Telephone! The clanging sound shocked me to attention, and I scrambled to answer it between the first and second ring. Who would be calling at this hour? A short list popped into my head, with my girlfriend right at the top. What a relief that would be! I yanked the receiver from its cradle like I was saving a toddler from oncoming traffic, and my voice cracked halfway through hello.

Mr. Lloyd picked up the phone in his room a moment later, sounding sleepy and grumpy, and I wondered why he bothered. No one would dare to call the old man after ten o'clock for fear of disturbing him. Besides, the phone stopped ringing five seconds before he answered; it was obvious that the call had been taken. Perhaps he had been overcome by a premonition that this phone call might foretell an emergency.


I recognized the voice as an old high school friend named Tim. He went to college in another state, and I hadn't talked to him since I met my girlfriend last fall. Mr. Lloyd let out a grunt of displeasure and hung up.

"It's been a long time," I said. "What's up? Hey...how'd you get this number?"

"Your mom gave it to me," Tim said. "I just spent fifteen minutes talking to her. The way she tells it, you're over there in the hills living the high life."

"It's a nice house," I said.

"This Lloyd guy has a swimming pool, huh?"

"Yes. I haven't been out there for a few weeks."

"Maybe me and Jamie should come up for a visit and take a dip."

"Uh...Mr. Lloyd doesn't let me have guests here."

"Really?" Tim sounded surprised. "How come?"

"He's real concerned about getting peace and quiet. His blood pressure is unpredictable, and he doesn't like to get excited."

"That sucks. Jamie loves to swim."

"Yeah, I'm not thrilled about it either." A big flash of lightning lit up the sky. I stood up and carried the phone over to the couch.

"I've got an announcement."

"What's that?" I asked.

"I know it's no big surprise, but Jamie and I got engaged. It's official now."

I blinked a few times. "Really? Wow...that's amazing. Congratulations. None of my friends has ever been engaged. I don't know what to say."

"We want you to be in the wedding, Goofytooth."

"I'd be honored. Sure, I'll do it. When's the date?"

"May fifteenth, next year. That's the weekend after Jamie gets her degree. We figure we can get two parties for the price of one."
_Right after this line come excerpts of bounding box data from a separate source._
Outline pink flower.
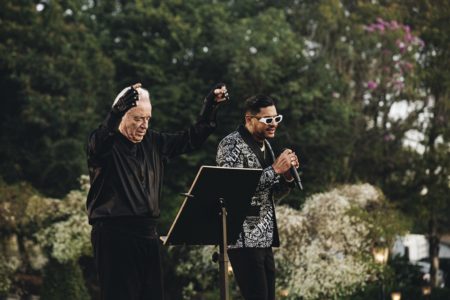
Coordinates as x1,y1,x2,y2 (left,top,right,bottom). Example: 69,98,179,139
391,21,399,29
366,80,378,90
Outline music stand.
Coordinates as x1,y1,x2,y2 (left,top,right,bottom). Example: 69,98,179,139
163,166,262,300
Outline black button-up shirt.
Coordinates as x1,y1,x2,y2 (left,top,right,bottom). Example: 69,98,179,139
87,113,215,223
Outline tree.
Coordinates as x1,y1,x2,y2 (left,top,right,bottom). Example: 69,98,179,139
0,1,114,196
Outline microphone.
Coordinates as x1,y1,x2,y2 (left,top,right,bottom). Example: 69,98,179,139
282,148,303,191
289,166,303,191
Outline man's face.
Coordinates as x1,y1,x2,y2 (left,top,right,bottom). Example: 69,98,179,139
245,105,278,141
119,99,152,143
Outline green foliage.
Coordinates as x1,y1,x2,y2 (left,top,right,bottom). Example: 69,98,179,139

"Sounds like a good plan." I knew that I was speaking absently, but I couldn't help it. I had just gotten off the phone with my girlfriend, and it had ended badly. I stared at a blinking red light above the patio door, one of the sensors for Mr. Lloyd's security system. He paid a company to install the system earlier in the summer, a few days after finding a dead squirrel in the swimming pool. I did my best to allay his fears, but he couldn't stop worrying about Satanist cults breaking in and swiping works of art. It did no good to argue. Mr. Lloyd was set in his ways, just like my mother.

"You still there, Goofytooth?"

"I don't know why you keep calling me that."

"What's that?"

"Goofytooth. I know I used to have a wicked overbite, but my braces came off last year. My teeth aren't goofy anymore."

"Old habit, I guess. Sorry about that. I don't think I've seen you since you got your braces off. When I think of you, I see that overbite."

"It's gone."

"Fair enough," he said, and was quiet for a moment. "Are you okay, buddy?"

"Not really. I met this girl at school..."

"Say no more," Tim said, and laughed.

"We're trying to do a long-distance thing right now, and it's been a nightmare. I called her tonight, just to say hello, you know, and to let her know about a touring Broadway show that's coming to town. I had this big plan to offer bus fare so she could come and see it with me next week, but I never got that far. She said I was smothering her, which makes no sense. I haven't called her for a week."

"That's odd."

"I thought she was the one. Now I don't know what to think."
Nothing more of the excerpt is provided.